There's no such thing as an optimal font size. Looking for one means that you're forgetting something important: legibility of text is not solely a product of size.
I've built around a dozen websites as a UI designer in the past five years, and they've all had different audiences. One of the things I found was that size isn't the biggest factor. It's a combination of different aspects related to displaying text:
- font family
- line height
- position on the page
Combining these leads to a rough metric for overall legibility and I've found that to be the most important design target for text.
As an anecdote from testing (since you asked): I worked on a community site with 700k monthly visits where the main audience was non-computer savvy users. We used 12px Verdana for body type and 14px-16px Arial for titles. Occasionally we would drop to 11px Verdana in grey for less important text. When doing usability tests on the site, we received feedback not about the size of the text, but about how the surrounding colours of the design made it feel like you were staring into a lamp. We interpreted this as the site being too bright and adjusted the contrast of the entire design to be less bright. Partially due to these changes and partially due to changes in the navigational structure, we saw a significant month-on-month increase in pageviews per visitor.

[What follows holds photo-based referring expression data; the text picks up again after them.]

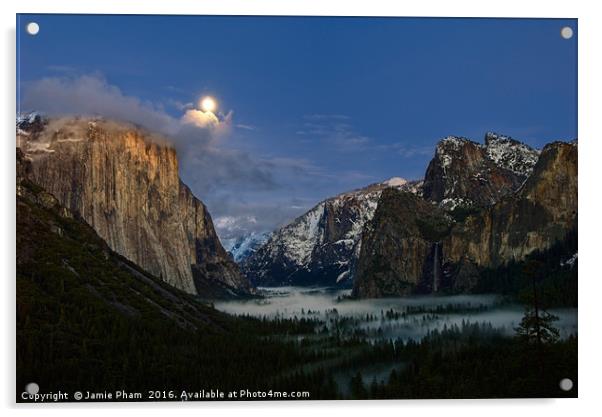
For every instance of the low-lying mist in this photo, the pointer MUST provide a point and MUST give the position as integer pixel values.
(391, 318)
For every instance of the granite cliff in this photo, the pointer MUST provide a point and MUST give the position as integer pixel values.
(416, 246)
(124, 182)
(320, 247)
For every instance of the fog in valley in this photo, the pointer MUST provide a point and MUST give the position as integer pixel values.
(402, 318)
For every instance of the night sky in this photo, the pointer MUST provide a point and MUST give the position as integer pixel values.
(307, 107)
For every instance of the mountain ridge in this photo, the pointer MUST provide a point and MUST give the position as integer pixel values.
(124, 182)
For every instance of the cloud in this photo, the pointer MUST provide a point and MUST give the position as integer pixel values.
(245, 127)
(200, 138)
(92, 95)
(335, 130)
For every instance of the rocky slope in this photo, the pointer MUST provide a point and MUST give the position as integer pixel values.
(398, 258)
(400, 249)
(322, 246)
(538, 215)
(245, 246)
(467, 173)
(124, 182)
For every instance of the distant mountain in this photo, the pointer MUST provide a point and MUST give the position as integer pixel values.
(124, 183)
(246, 245)
(321, 246)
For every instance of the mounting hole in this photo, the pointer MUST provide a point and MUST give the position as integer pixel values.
(566, 384)
(32, 388)
(32, 28)
(566, 32)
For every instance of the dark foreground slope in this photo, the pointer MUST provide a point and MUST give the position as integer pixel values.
(88, 319)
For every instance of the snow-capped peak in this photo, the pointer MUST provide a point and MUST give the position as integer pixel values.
(395, 182)
(510, 153)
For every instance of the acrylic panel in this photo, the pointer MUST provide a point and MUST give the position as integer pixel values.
(293, 208)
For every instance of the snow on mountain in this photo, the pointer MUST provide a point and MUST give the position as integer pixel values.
(245, 246)
(321, 246)
(510, 153)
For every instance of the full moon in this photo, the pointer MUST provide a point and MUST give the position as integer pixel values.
(208, 104)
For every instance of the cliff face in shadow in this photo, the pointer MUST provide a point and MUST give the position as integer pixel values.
(124, 183)
(413, 246)
(400, 250)
(540, 213)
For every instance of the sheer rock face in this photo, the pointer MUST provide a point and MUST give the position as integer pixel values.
(467, 173)
(399, 255)
(124, 182)
(407, 244)
(536, 216)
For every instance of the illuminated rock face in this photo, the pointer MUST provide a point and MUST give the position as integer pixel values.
(467, 173)
(124, 182)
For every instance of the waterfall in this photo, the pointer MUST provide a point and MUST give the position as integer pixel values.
(436, 267)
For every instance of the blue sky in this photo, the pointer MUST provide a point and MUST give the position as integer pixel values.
(314, 106)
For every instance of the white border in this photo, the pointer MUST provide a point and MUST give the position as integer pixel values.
(590, 71)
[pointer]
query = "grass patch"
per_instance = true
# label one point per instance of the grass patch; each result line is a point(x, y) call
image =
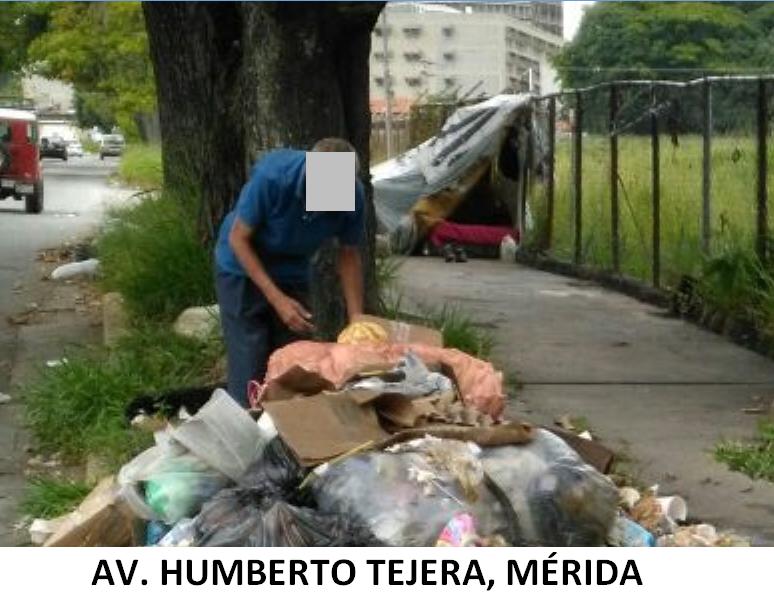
point(736, 282)
point(151, 253)
point(459, 330)
point(755, 459)
point(141, 166)
point(50, 497)
point(78, 408)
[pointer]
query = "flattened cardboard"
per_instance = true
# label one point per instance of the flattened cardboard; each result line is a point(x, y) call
point(402, 332)
point(320, 427)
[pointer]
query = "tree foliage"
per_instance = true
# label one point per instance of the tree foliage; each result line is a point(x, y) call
point(102, 49)
point(667, 40)
point(20, 23)
point(670, 41)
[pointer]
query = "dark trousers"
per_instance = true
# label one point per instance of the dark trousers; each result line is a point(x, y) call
point(251, 329)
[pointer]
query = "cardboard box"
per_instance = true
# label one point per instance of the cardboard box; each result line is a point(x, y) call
point(102, 520)
point(320, 427)
point(402, 332)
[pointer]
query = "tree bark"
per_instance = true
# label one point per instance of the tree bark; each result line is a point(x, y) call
point(235, 80)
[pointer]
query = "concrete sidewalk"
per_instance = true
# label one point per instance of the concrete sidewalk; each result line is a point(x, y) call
point(660, 390)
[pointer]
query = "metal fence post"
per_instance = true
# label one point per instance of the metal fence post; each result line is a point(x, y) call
point(656, 190)
point(550, 190)
point(614, 211)
point(762, 235)
point(706, 185)
point(578, 178)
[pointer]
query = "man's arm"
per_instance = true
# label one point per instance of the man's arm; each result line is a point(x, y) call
point(290, 311)
point(350, 269)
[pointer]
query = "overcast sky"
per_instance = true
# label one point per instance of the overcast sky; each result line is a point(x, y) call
point(573, 11)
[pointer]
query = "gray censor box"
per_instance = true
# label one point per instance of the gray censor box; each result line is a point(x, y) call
point(330, 181)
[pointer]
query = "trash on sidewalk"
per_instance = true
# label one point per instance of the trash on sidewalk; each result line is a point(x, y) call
point(362, 332)
point(41, 530)
point(403, 332)
point(702, 536)
point(192, 461)
point(198, 322)
point(88, 267)
point(373, 442)
point(332, 366)
point(627, 533)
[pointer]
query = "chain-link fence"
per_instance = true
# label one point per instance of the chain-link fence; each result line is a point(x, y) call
point(646, 178)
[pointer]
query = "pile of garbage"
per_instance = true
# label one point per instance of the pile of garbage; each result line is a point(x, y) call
point(383, 438)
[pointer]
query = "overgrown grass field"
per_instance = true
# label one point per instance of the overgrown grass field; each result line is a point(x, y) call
point(733, 202)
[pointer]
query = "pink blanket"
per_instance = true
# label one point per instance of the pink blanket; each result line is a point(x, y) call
point(470, 234)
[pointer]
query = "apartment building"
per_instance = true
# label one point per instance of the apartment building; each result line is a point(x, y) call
point(432, 50)
point(547, 16)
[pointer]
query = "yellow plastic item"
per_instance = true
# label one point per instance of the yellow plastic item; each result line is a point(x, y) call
point(362, 332)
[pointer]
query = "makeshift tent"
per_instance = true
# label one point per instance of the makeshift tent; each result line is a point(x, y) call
point(464, 185)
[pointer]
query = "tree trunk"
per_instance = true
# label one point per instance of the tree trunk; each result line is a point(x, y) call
point(235, 80)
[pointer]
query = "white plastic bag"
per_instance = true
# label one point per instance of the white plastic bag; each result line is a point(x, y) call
point(168, 483)
point(222, 435)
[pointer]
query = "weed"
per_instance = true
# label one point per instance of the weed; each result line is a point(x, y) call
point(78, 408)
point(459, 330)
point(141, 166)
point(51, 497)
point(151, 253)
point(754, 459)
point(387, 273)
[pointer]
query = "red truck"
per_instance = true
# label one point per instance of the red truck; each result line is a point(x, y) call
point(20, 173)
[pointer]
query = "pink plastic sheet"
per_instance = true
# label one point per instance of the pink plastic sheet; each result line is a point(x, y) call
point(479, 383)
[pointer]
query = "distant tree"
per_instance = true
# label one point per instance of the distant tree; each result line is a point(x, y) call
point(102, 49)
point(20, 23)
point(657, 40)
point(670, 41)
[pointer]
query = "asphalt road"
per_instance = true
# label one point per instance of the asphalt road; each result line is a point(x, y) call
point(76, 194)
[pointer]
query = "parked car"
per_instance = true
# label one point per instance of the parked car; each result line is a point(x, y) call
point(74, 149)
point(112, 145)
point(20, 174)
point(53, 147)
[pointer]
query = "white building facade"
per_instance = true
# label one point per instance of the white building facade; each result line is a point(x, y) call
point(444, 51)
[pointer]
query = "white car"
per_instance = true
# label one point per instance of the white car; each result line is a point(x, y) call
point(74, 149)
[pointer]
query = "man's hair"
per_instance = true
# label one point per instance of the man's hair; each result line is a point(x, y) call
point(337, 144)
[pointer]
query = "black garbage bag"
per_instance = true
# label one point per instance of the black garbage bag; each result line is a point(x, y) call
point(242, 518)
point(276, 474)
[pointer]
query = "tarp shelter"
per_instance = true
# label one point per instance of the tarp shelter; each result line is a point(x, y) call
point(466, 182)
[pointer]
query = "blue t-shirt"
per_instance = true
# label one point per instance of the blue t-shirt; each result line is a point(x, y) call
point(285, 235)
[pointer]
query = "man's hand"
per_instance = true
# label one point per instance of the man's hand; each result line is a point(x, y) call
point(293, 315)
point(351, 273)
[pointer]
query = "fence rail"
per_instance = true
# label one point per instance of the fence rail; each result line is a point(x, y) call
point(663, 101)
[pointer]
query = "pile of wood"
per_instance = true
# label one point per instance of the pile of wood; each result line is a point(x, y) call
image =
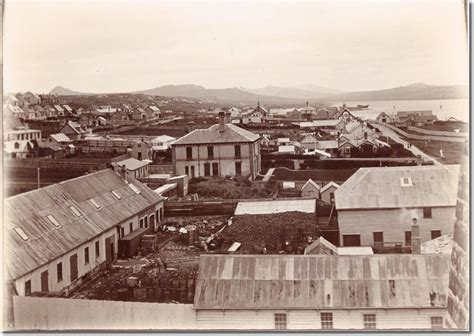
point(149, 243)
point(256, 232)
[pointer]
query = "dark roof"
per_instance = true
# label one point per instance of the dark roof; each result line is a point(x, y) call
point(231, 134)
point(47, 242)
point(322, 282)
point(285, 174)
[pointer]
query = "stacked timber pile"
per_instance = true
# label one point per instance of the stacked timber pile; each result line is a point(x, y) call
point(269, 233)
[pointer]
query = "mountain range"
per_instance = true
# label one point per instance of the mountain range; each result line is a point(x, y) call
point(298, 94)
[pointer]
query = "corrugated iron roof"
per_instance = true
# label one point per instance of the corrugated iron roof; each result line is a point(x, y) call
point(232, 133)
point(321, 282)
point(381, 187)
point(275, 206)
point(46, 242)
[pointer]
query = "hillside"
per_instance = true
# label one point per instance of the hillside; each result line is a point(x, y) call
point(418, 91)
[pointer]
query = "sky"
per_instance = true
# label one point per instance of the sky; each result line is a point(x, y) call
point(122, 46)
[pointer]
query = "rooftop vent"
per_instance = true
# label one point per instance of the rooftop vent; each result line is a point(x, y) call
point(21, 233)
point(406, 182)
point(53, 220)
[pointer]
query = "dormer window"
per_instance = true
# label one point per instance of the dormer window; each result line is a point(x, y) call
point(406, 182)
point(117, 195)
point(53, 220)
point(21, 233)
point(76, 212)
point(97, 205)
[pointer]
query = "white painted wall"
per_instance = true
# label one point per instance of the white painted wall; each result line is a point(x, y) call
point(393, 223)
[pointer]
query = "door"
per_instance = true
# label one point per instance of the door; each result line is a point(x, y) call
point(73, 263)
point(351, 240)
point(44, 281)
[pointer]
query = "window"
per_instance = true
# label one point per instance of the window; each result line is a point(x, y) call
point(215, 169)
point(76, 212)
point(210, 152)
point(378, 238)
point(436, 322)
point(134, 188)
point(238, 168)
point(408, 238)
point(237, 151)
point(406, 182)
point(116, 194)
point(94, 203)
point(53, 220)
point(326, 320)
point(435, 234)
point(22, 233)
point(280, 321)
point(28, 288)
point(427, 213)
point(207, 169)
point(97, 249)
point(59, 272)
point(86, 256)
point(369, 321)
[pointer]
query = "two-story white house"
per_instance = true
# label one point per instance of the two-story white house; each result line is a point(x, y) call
point(221, 150)
point(378, 205)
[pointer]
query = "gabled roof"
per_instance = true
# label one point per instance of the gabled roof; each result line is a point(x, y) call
point(60, 137)
point(322, 282)
point(212, 135)
point(329, 185)
point(132, 164)
point(381, 187)
point(46, 242)
point(310, 182)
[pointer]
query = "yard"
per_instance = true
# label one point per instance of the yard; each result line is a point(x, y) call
point(230, 188)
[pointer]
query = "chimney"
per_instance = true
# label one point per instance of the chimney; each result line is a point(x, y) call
point(415, 237)
point(221, 122)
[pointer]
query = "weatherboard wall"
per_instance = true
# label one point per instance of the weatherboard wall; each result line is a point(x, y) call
point(311, 319)
point(393, 223)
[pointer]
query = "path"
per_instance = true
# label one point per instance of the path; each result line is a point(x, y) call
point(396, 137)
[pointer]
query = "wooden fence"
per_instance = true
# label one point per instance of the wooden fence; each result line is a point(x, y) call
point(41, 313)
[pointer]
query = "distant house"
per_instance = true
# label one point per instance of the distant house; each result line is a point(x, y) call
point(327, 192)
point(322, 292)
point(19, 142)
point(74, 130)
point(135, 168)
point(221, 150)
point(67, 230)
point(310, 189)
point(415, 118)
point(377, 205)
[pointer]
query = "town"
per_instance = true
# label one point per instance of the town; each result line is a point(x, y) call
point(188, 214)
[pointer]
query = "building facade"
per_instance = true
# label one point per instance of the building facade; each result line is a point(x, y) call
point(54, 243)
point(378, 205)
point(221, 150)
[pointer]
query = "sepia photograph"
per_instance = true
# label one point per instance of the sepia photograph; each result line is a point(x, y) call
point(265, 165)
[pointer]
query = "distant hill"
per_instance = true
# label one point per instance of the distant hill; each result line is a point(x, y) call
point(288, 92)
point(231, 95)
point(410, 92)
point(62, 91)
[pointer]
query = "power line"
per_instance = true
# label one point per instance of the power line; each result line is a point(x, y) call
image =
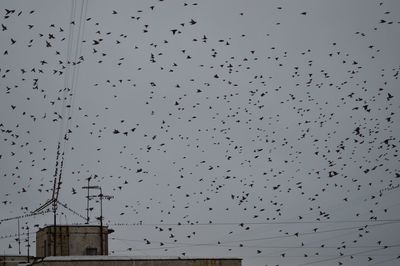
point(349, 255)
point(254, 223)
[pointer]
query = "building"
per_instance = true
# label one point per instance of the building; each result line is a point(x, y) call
point(134, 261)
point(72, 240)
point(87, 245)
point(14, 260)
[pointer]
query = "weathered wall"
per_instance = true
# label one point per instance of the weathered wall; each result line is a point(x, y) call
point(177, 262)
point(70, 240)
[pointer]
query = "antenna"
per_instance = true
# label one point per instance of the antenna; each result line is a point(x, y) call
point(101, 196)
point(19, 239)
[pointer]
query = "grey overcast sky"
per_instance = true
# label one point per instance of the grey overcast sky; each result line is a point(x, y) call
point(266, 130)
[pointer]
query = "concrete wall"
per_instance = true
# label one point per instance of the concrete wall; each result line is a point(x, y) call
point(71, 240)
point(155, 262)
point(13, 260)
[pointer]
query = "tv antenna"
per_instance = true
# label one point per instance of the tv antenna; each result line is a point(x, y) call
point(70, 82)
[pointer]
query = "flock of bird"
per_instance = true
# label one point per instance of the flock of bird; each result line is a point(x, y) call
point(217, 133)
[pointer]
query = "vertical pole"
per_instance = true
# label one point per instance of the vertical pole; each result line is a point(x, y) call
point(55, 228)
point(101, 221)
point(28, 242)
point(87, 203)
point(19, 239)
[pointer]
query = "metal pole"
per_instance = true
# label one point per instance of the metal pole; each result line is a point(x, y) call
point(101, 222)
point(87, 203)
point(55, 228)
point(28, 242)
point(19, 240)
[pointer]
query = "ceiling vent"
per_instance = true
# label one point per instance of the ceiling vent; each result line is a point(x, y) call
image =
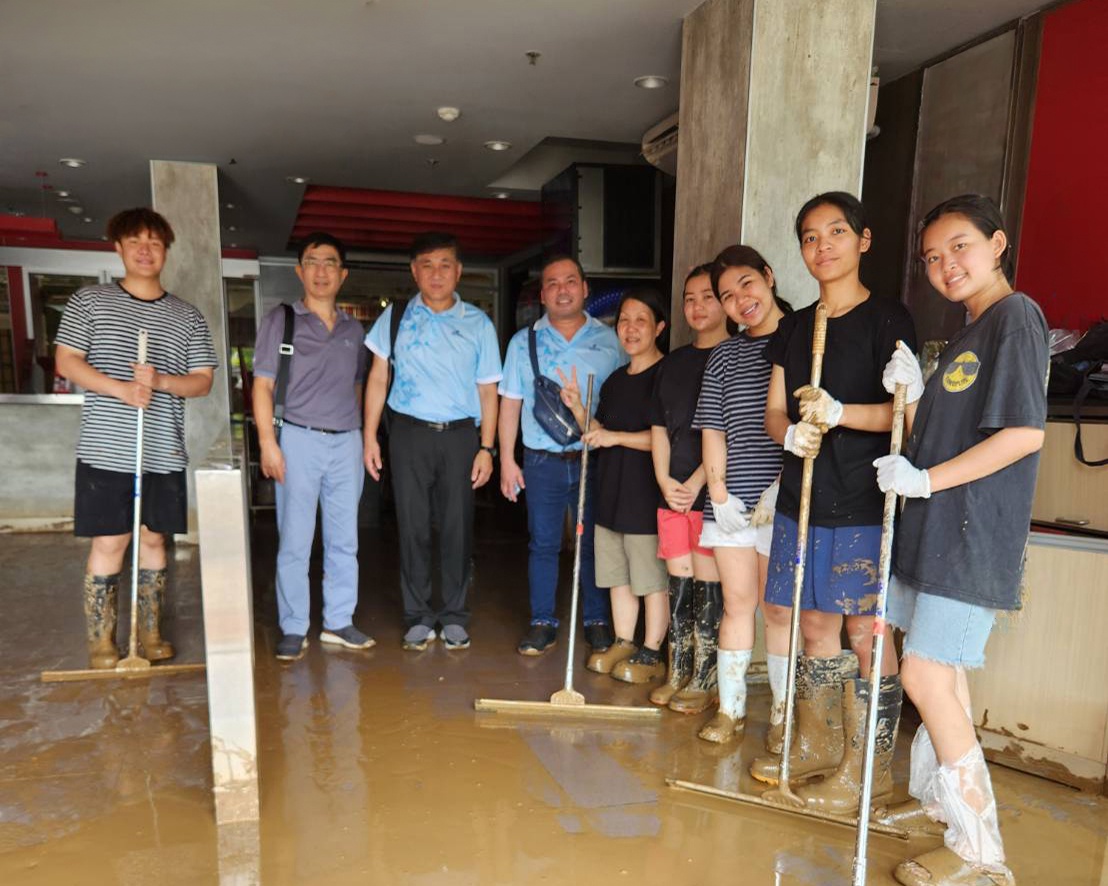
point(659, 145)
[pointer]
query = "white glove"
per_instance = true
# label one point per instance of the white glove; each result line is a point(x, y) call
point(903, 369)
point(818, 407)
point(730, 514)
point(899, 474)
point(803, 440)
point(767, 505)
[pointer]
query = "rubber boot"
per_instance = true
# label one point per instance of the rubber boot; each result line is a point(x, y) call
point(603, 662)
point(818, 742)
point(101, 610)
point(680, 639)
point(729, 721)
point(151, 596)
point(640, 668)
point(701, 691)
point(839, 793)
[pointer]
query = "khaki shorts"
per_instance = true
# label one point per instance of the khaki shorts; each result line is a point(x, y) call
point(628, 559)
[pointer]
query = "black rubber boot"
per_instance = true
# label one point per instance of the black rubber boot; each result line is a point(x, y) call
point(701, 690)
point(151, 597)
point(101, 603)
point(679, 639)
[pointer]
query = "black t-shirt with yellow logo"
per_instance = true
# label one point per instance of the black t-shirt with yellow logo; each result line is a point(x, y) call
point(967, 543)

One thing to remember about small font sizes is that they have a purpose: when you need something to be smaller than something else (duh!). But as a UI designer it's important to remember that your job is to create clarity and usability (amongst other things) in the interface, and that by de-emphasizing some elements of the UI you can improve its usability. It's up to you to decide which elements should be scaled down, and which aspects of the text should be modified (from my list above).